I haven’t had a chance to try any ray tracing yet, but it wouldn’t surprise me at all if you’re running into one or more gotchas with your CUDA kernel(s). How many registers do your kernels use, what occupancy are you achieving? You may not be getting as much global/texture memory latency hiding as you may need. Are you managing to use the shared memory area to reduce or eliminate memory accesses?
I have been working with both ATI and CUDA. My code on ATI is faster than my unopimized code on CUDA. The reason is my program had a lot of memory dependence,
Here is what I did to improve:
1. Use texture cache. If your data structures is read only, just bind them to a texture cache. ( for my case , a linear texture cache) It just works, fast and easy.
2. try to use more share memory. It is easy to do with the application I’m working, but I don’t think that you can easily use share memory in ray tracer.
If I have time this summer, I would like to play around with ray tracer with CUDA too.
Is there a way to gauge register pressure in CUDA?
My acceleration hierarchies are allocated in linear memory and bound to a 1D texture at compute time. From reading posts here, it’s my understanding that linear memory may not play nice with the texture cache? Unfortunately, the hierarchy is too big to fit into a 1D array, and 2D arrays pose problems because either: pointers cost twice as much or must be generated at runtime with divisions and modulus operations.
Unfortunately, I haven’t found a use yet for shared memory other than for generating random numbers.
90M rays/sec is pretty good, but this is only for the cornell box scene. Depending on the scene, I see between 5 million rays/sec (on Stanford XYZ dragon with 7M triangles) to about 35 million rays/sec on smaller scenes like the Stanford Bunny.
I’m using a simple kd-tree like in Wald’s thesis, and I use 1D linear texture for lots of stuff, triangles, texture coordinates, the kd-tree itself, etc…
I also HAVE found use for shared memory, which made for quite a speed up… if you store your origins and directions in shared, you can index into them without funky tricks.
well, I have had expirience with ray tracing, and i really doubt that it will EVER be in videogames. it just takes ot long. Maybe cut scenes, but not in-game…

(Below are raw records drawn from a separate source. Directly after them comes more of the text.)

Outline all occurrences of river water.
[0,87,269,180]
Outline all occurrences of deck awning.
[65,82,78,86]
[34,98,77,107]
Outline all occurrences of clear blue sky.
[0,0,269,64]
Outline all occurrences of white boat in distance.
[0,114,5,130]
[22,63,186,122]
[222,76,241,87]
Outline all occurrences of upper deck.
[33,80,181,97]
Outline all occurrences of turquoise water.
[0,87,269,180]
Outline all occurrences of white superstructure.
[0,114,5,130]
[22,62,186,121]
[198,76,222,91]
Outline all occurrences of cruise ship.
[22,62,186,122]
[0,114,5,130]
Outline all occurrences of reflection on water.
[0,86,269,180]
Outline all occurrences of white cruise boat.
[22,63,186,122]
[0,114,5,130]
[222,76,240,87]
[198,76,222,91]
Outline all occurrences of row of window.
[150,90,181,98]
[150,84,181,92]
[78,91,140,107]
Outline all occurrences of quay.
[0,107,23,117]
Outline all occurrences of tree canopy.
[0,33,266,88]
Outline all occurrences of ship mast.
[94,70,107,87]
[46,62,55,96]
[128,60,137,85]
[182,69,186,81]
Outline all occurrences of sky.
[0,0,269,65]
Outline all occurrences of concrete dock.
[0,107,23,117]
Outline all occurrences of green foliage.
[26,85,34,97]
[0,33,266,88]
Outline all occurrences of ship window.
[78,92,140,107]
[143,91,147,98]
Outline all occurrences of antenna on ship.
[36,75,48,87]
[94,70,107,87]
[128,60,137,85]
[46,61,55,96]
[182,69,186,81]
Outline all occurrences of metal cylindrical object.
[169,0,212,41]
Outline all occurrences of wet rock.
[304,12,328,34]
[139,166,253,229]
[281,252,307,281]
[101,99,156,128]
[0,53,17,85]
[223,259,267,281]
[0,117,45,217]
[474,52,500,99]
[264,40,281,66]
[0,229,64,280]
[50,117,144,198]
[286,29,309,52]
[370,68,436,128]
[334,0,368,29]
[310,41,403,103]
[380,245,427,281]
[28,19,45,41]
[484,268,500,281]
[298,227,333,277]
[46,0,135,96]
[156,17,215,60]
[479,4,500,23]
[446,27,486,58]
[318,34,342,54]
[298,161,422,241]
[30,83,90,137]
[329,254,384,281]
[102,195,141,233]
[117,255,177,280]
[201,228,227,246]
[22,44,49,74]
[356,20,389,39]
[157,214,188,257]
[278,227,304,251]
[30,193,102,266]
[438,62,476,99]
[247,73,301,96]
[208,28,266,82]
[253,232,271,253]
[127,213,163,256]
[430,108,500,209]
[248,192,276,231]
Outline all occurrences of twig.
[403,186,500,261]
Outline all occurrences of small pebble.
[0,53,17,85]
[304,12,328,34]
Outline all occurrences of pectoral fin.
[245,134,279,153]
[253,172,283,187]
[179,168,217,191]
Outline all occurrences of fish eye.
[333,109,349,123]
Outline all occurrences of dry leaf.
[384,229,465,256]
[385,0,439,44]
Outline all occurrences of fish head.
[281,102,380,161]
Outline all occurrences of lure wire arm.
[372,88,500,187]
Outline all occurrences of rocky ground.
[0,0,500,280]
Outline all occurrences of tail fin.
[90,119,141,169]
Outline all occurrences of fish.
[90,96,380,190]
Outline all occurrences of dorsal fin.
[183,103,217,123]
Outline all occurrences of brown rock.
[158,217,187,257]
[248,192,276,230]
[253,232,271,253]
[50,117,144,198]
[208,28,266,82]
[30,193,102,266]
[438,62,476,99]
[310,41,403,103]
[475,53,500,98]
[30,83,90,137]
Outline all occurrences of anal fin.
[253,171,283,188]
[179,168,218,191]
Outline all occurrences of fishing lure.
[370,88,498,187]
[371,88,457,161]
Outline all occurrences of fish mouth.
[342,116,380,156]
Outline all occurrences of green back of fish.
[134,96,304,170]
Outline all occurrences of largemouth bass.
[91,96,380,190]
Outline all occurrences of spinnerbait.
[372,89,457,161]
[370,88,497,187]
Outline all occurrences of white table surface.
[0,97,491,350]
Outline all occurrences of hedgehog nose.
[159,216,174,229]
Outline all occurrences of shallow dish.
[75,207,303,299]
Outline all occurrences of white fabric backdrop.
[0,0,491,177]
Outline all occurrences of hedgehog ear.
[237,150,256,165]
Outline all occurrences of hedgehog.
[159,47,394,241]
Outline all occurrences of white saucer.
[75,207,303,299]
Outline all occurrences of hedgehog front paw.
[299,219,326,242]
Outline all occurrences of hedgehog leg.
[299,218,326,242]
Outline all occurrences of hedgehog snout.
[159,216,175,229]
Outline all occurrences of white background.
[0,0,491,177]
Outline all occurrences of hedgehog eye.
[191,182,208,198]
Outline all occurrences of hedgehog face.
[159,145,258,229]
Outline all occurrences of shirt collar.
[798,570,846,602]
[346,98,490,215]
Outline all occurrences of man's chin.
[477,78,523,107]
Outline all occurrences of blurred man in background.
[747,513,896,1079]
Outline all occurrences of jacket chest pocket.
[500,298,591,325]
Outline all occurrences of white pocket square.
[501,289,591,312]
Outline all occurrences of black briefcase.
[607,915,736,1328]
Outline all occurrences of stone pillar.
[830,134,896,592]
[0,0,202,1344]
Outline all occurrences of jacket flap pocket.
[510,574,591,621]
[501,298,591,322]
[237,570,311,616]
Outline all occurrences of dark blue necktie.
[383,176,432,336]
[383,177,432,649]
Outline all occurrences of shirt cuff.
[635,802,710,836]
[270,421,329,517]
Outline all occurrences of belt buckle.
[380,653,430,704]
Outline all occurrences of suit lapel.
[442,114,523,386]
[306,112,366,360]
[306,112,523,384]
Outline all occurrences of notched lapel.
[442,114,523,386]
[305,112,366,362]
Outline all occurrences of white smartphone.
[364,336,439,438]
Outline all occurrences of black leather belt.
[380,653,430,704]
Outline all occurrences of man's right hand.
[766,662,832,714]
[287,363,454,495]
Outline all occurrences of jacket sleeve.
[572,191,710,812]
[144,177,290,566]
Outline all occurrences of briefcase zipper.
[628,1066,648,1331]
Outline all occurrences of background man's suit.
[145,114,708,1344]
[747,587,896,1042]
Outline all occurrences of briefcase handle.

for me, on my pc, (xps 600, Dual 7800 GTX) ray tracingcan take about 30 seconds (per frame) at 800 * 600, no AA, on Cinema 4D. I dont know if that program is efficeintr, but its ok for doing work…or screwing around :D
What kinds of scenes are you rendering? I can render the Stanford Dragon, which has 7 million triangles, a couple of times a second at 800x600. This is only dot product lighting, but still… Note that many game levels have 10s of thousands of triangles. I am seeing 30 frames/second ray tracing scenes like this, though I must admit there is no fancy stuff going on… no shadow rays, no antialiasing, no reflections. Which makes it pretty lame compared to OpenGL graphics :)
I agreethat ray tracing folks have several problems to solve before ray tracing could be considered real-time for gaming purposes, however, I believe it’ll happen in the next year or two. It’ll be a while before it is heavily used in games: My prediction :)
Not the least of which is finding a compelling application of ray tracing to a gaming setting in the first place. In my opinion, tracing eye rays or reflection/refraction rays isn’t it, especially considering the well-established rasterization-based alternatives.
How are you traversing the kd-tree? Did you implement the restart algo, or a short stack maybe? If you implemented a stack, how easy was it to get going? The paper linked above mentions great dificulties getting the short-stack variant to compile so they resorted to fixing up the generated native assembly under CTM.
So far I’ve implemented a bounding volume hierarchy with static traversal order, kd-restart, and kd-shortstack. As it is, the BVH is the fastest, then kd-restart, then kd-shortstack. For me, register pressure seems to be the bottleneck, not memory latency.